Un groupe de citoyens de Cap-Bateau milite contre l’exploitation d’une tourbière
Publié le 12 novembre 2025 à 16:43, modifié le 12 novembre 2025 à 16:43
Par: Alex Delcourt
Un groupe de citoyens de Cap-Bateau milite pour la conservation d’une des dernières tourbières de l’île-de-Lamèque, Une entreprise souhaite exploiter cet écosystème.
Le 1er octobre, l’entreprise Scotts a présenté un plan d’exploitation de la tourbière de Cap-Bateau sur l’Île-de-Lamèque. Une mobilisation citoyenne souhaite faire avorter le projet. Selon les militants, cette exploitation aurait de nombreux impacts négatifs sur l’environnement. Il y a notamment la poussière qui sera émise pendant le mouvement de la terre.

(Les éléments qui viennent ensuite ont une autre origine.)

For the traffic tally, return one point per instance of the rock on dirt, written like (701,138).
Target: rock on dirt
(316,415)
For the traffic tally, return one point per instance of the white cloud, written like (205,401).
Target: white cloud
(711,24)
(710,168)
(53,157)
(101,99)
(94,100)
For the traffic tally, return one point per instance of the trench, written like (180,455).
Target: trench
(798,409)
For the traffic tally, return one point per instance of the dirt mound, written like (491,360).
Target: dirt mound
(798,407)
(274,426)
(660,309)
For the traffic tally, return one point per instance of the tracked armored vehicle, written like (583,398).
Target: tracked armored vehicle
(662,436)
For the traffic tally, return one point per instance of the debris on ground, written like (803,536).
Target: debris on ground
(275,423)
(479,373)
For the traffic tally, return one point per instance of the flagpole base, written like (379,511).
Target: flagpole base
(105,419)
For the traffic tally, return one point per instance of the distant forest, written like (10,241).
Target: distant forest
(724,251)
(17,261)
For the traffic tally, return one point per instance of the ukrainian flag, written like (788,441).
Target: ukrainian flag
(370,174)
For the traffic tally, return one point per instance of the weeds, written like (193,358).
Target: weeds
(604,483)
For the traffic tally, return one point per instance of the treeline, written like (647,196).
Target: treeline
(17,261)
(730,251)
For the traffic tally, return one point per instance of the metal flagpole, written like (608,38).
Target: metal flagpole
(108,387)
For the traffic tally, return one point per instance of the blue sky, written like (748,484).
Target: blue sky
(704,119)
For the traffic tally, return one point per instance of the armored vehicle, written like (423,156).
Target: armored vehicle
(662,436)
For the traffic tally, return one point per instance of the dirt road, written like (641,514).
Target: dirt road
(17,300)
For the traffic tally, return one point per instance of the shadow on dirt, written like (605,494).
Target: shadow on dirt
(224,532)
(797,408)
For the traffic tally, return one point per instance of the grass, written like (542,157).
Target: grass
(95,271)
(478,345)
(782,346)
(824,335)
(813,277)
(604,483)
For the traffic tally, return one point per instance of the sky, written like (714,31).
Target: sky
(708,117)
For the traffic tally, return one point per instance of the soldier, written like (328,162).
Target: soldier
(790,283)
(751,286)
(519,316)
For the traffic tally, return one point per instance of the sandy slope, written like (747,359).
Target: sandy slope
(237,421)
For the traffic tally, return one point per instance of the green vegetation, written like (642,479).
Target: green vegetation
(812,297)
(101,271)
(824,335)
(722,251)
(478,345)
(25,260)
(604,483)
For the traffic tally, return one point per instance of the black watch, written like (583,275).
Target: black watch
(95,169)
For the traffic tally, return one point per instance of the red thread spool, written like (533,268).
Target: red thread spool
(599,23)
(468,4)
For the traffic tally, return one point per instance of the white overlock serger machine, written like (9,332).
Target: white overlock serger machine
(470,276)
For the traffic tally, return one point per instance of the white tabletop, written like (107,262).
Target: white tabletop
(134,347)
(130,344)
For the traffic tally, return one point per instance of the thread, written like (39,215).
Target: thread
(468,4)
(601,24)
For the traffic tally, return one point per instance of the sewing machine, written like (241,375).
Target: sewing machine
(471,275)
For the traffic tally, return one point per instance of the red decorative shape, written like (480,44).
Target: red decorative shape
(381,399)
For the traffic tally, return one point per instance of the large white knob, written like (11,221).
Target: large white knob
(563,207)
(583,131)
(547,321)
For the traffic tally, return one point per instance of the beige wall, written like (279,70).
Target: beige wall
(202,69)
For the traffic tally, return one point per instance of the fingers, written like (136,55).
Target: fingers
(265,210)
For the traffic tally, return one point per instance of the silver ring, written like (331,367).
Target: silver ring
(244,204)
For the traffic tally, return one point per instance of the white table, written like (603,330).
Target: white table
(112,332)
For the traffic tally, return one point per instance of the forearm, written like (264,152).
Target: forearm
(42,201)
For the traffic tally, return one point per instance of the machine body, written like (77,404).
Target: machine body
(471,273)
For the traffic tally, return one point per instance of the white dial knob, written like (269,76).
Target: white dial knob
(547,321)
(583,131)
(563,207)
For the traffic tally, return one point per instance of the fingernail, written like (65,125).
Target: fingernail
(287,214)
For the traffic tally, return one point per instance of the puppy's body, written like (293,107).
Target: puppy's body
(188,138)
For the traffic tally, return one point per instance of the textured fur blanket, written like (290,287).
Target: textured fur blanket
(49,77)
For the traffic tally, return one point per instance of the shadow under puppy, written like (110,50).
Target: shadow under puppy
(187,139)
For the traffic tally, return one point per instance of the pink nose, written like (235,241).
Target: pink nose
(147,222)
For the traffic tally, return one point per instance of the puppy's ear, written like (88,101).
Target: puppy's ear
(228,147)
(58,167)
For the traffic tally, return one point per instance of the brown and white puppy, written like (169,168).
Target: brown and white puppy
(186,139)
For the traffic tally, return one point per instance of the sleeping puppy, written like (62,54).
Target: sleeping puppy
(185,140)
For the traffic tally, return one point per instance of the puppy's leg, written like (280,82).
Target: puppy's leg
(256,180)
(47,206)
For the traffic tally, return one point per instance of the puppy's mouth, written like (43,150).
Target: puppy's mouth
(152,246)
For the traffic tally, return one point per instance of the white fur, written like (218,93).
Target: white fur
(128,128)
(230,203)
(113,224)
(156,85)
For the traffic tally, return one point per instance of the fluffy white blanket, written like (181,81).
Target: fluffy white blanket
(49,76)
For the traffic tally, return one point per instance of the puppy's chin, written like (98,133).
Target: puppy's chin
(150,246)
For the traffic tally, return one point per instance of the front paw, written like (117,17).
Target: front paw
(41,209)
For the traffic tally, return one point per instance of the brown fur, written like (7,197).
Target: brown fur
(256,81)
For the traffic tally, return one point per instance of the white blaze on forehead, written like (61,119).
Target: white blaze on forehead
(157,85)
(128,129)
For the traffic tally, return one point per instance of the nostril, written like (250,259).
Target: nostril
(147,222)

« Ils n’ont pas inclus le vent. Le fait qu’on a de gros vents ici sur l’île. Ils n’ont pas inclus ça dans leur évaluation d’impacts environnementaux. Pour moi, personnellement, je trouve que c’est de la grosse négligence. » – Laura Svab, militante pour la conservation de la tourbe de Cap-Bateau
L’exploitation d’une trentaine d’hectares pourrait avoir de lourdes conséquences, selon le groupe de citoyens. Le terrain agit comme un puits de stockage du carbone, qui serait alors libéré si l’exploitation a lieu. Ça, ça préoccupe les résidents, qui se trouvent à quelques centaines de mètres du terrain.

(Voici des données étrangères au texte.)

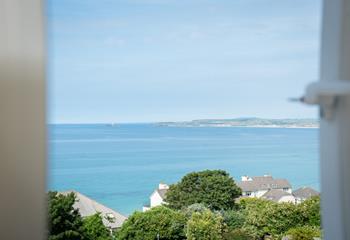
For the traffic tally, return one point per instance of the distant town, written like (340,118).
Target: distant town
(246,122)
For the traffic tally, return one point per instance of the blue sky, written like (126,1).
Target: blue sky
(171,60)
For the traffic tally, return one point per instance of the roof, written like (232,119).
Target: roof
(305,192)
(162,192)
(263,183)
(88,207)
(275,195)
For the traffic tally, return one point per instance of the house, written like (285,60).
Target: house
(157,197)
(87,207)
(258,186)
(304,193)
(279,196)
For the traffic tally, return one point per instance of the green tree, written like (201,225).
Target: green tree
(303,233)
(205,226)
(157,223)
(94,229)
(234,219)
(65,222)
(197,207)
(213,188)
(311,211)
(264,218)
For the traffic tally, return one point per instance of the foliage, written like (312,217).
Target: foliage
(197,207)
(265,217)
(234,219)
(65,222)
(237,234)
(157,222)
(311,211)
(94,229)
(205,226)
(213,188)
(303,233)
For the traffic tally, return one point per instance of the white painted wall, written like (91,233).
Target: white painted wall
(287,199)
(156,199)
(22,120)
(335,132)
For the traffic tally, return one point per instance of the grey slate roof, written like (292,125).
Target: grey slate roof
(162,192)
(305,193)
(88,207)
(275,195)
(263,183)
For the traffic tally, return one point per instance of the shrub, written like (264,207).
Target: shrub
(213,188)
(157,223)
(205,226)
(303,233)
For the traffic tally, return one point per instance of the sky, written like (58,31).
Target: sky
(175,60)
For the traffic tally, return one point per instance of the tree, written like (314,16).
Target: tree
(205,226)
(94,229)
(65,222)
(303,233)
(157,223)
(311,211)
(267,218)
(234,219)
(213,188)
(197,207)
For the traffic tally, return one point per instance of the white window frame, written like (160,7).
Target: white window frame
(23,125)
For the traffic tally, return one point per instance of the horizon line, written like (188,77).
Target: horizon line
(177,121)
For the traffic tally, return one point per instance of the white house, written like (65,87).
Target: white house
(304,193)
(157,197)
(88,207)
(279,196)
(259,186)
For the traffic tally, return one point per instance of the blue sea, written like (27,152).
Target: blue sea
(120,165)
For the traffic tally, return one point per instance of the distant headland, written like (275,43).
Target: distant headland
(246,122)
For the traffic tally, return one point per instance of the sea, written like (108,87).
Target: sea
(119,165)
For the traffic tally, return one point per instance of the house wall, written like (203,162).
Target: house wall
(156,199)
(289,199)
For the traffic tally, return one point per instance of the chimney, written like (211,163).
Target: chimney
(246,178)
(163,186)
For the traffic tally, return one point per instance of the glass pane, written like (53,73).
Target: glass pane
(147,92)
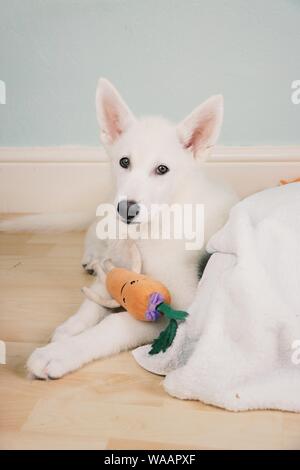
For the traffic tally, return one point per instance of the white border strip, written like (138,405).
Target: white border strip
(288,153)
(63,154)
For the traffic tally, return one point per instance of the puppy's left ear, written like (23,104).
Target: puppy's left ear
(200,130)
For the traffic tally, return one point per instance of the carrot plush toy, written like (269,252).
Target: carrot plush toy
(143,297)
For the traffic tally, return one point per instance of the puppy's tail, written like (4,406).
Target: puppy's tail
(48,222)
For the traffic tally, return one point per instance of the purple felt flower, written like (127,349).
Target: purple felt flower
(155,299)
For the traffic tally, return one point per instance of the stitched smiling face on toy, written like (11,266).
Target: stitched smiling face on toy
(135,292)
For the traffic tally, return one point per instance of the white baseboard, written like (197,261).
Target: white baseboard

« Ici, c’est un paradis, ça va juste détruire notre qualité de vie. J’ai des préoccupations pour ça et aussi tout le monde. » – Laura Svab, militante pour la conservation de la tourbe de Cap-Bateau
Le groupe citoyen a approché le ministère de l’Environnement. Aucune rencontre n’a eu lieu pour l’instant entre les deux parties.
« C’est une bonne occasion de montrer aux gens ici dans la Péninsule acadienne que leurs préoccupations sont importantes pour le gouvernement. Après d’exploiter 80 % des tourbières. Quand est-ce assez ? On veut juste protéger cette dernière sur l’île. » – Laura Svab, militante pour la conservation de la tourbe de Cap-Bateau
Le ministre de l’Environnement du Nouveau-Brunswick, Gilles LePage a confirmé par courriel comprendre les préoccupations citoyennes. Il affirme que le projet a fait l’objet d’une étude d’impact sur l’environnement en 2006 et avait été approuvé sous 10 conditions. Selon les informations du ministère, l’entreprise prévoit demander l’utilisation d’une méthode différente de récolte, ce qui serait alors évalué par le ministère. Si aucune demande n’est faite, aucune autorisation supplémentaire sera nécessaire au lancement du projet.